Rate of messages produced in Kafka : 150msgs/sec
Both Storm and Kafka are a single node deployment.
We have read about much higher throughput from Storm but are unable to produce the same. Please suggest how to tune the Storm+ Kafka + OpaqueTridentKafkaSpout configuration to achieve higher throughput. Any help in this regard would help us immensely.
Thanks,
You should set spout parallelism same as partition count for mentioned topics.
By default, trident accept one batch for each execution, you should increase this count by changing topology.max.spout.pending property. Since Trident forces ordered transaction management, your execution method (NEO4JTridentFunction)must be fast to reach desired solution.
In addition,you can play with "tridentConfig.fetchSizeBytes", by changing it, you can ingest more data for each new emit call in your spout.
Also you must check your garbage collection log, it will give you clue about real point.
You can enable garbage collection log by adding "-XX:+PrintGCDetails -XX:+PrintGCTimeStamps -verbose:gc -Xloggc:{path}/gc-storm-worker-%ID%.log", in worker.childopts settings in your worker config.

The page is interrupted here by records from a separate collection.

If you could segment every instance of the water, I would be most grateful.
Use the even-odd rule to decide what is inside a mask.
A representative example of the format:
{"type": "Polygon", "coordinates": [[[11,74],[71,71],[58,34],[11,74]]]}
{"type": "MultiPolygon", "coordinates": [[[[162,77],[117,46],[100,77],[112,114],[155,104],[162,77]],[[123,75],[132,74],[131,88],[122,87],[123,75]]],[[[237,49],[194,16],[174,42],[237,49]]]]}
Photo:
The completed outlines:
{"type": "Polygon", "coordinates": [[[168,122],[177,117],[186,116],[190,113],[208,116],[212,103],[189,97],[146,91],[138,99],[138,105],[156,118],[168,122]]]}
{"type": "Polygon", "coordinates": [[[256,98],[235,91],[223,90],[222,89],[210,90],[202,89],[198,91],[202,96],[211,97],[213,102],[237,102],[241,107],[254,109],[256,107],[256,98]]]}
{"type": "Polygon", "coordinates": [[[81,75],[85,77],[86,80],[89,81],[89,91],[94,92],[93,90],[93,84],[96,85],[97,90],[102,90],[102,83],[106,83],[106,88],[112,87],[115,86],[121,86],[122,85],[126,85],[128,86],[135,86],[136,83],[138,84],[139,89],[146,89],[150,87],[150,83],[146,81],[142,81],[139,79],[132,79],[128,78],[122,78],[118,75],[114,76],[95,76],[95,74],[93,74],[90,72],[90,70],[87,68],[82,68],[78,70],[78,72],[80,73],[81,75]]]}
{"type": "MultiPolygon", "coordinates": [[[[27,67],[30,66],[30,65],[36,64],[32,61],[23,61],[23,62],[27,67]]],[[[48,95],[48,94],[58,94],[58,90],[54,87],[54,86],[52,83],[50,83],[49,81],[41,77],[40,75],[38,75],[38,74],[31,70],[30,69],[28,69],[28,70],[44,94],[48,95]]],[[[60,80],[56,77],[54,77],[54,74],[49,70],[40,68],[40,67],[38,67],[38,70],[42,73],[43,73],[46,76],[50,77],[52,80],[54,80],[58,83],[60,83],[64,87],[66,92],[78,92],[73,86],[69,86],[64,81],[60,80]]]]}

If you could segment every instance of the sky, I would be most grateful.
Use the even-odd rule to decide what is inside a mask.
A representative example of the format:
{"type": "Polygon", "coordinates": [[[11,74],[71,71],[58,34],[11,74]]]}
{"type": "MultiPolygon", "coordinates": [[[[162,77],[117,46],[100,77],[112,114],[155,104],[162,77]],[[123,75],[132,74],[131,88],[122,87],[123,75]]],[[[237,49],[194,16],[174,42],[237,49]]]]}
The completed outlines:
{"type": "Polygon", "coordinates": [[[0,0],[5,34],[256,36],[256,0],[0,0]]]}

Last but not least, you can use G1GC, if your young generation ratio is higher than normal case.
Please set your worker.childopts based on your system configuration. Use SpoutConfig.fetchSizeBytes to increase the number of bytes being pulled into the topology. Increase your Parallelism hint.
my calculations: if 8 Cores and 500MS per bolt -> ~16 Messages/sec.
if you optimize the bolt, then you will see improvements.
also, for CPU bound bolts, try Parallelism hint = 'amount of total cores'
and increase topology.trident.batch.emit.interval.millis to the amount of time it takes to process entire batch divided by 2.
set topology.max.spout.pending to 1.